Malcolm Glazzard

Personal information
- Full name: Malcolm Glazzard
- Date of birth: 1 July 1931
- Place of birth: Eastham, England
- Date of death: 26 June 2012 (aged 80)
- Place of death: Rhode Island, United States
- Position(s): Forward

Youth career
- –: Liverpool

Senior career*
- Years: Team / Apps / (Gls)
- 1949–1951: Liverpool / 0 / (0)
- 1951: Accrington Stanley / 1 / (0)
- 1951–1955: Macclesfield Town / 133 / (103)

= Malcolm Glazzard =

English footballer (1931–2012)

Malcolm Glazzard (1 July 1931 – 26 June 2012) was an English footballer who played as a forward in the Football League for Accrington Stanley.

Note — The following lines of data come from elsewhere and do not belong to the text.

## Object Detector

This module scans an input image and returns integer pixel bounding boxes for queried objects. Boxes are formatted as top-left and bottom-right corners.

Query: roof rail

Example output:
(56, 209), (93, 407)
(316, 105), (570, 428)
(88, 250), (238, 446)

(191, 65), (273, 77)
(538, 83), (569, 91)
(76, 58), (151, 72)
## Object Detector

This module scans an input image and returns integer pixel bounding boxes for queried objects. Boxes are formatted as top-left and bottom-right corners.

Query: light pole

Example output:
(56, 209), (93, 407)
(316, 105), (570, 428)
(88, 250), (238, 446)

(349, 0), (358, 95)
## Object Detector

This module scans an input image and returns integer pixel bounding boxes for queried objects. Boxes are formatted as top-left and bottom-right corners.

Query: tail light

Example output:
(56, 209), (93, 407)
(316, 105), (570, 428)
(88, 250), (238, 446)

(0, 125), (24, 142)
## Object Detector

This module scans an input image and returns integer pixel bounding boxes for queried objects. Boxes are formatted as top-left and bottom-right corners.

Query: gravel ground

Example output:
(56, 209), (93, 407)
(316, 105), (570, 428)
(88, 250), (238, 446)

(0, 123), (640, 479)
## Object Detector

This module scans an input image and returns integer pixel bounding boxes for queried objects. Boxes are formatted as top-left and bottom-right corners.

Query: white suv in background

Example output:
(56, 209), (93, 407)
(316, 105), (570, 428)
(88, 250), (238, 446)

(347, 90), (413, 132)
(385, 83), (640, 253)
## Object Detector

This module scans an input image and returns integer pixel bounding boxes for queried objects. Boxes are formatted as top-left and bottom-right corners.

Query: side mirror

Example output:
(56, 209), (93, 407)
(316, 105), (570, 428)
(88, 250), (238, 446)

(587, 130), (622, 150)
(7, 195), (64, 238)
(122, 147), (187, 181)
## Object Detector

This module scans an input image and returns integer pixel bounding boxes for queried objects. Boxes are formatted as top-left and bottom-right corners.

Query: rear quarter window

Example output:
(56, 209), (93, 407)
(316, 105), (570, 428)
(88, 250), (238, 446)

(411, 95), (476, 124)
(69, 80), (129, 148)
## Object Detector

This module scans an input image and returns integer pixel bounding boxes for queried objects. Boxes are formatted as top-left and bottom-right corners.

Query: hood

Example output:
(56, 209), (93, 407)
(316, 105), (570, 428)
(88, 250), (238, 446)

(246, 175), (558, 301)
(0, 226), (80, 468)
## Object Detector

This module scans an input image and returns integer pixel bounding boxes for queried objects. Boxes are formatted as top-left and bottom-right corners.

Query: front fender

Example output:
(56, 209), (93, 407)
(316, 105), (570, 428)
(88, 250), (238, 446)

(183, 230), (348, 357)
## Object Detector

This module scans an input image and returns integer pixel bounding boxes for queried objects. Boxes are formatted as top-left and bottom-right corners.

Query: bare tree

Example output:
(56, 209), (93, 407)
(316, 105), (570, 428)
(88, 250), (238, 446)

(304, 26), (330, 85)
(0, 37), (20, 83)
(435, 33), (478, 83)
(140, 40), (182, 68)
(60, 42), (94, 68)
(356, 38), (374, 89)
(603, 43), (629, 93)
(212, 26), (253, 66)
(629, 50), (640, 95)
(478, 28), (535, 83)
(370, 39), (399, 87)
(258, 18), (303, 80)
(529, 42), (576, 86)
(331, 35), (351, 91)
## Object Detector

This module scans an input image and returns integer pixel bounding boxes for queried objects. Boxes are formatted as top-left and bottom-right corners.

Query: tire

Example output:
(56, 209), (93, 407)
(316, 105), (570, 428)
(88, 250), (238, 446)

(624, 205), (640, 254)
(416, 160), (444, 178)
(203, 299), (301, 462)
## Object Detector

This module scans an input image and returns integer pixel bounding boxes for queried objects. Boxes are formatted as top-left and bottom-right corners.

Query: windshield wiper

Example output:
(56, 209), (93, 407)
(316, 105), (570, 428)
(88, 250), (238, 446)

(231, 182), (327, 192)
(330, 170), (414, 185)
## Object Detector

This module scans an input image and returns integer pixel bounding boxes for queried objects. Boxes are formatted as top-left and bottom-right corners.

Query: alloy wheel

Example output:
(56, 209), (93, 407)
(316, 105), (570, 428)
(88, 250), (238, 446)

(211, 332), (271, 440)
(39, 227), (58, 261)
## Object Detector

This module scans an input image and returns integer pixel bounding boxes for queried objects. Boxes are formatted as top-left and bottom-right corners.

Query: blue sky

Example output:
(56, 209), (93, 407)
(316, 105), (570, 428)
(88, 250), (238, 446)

Glazzard was born in Eastham, which was then in Cheshire. He came through the junior teams at Liverpool, without making a first-team appearance, and played for Macclesfield Town, for whom he scored more than 100 Cheshire League goals over three seasons. After completing his geography degree at the University of Manchester, Glazzard settled in the United States, where he taught, and played soccer for the Los Angeles Scots. He was married to Pat, and died at home in Rhode Island in 2015.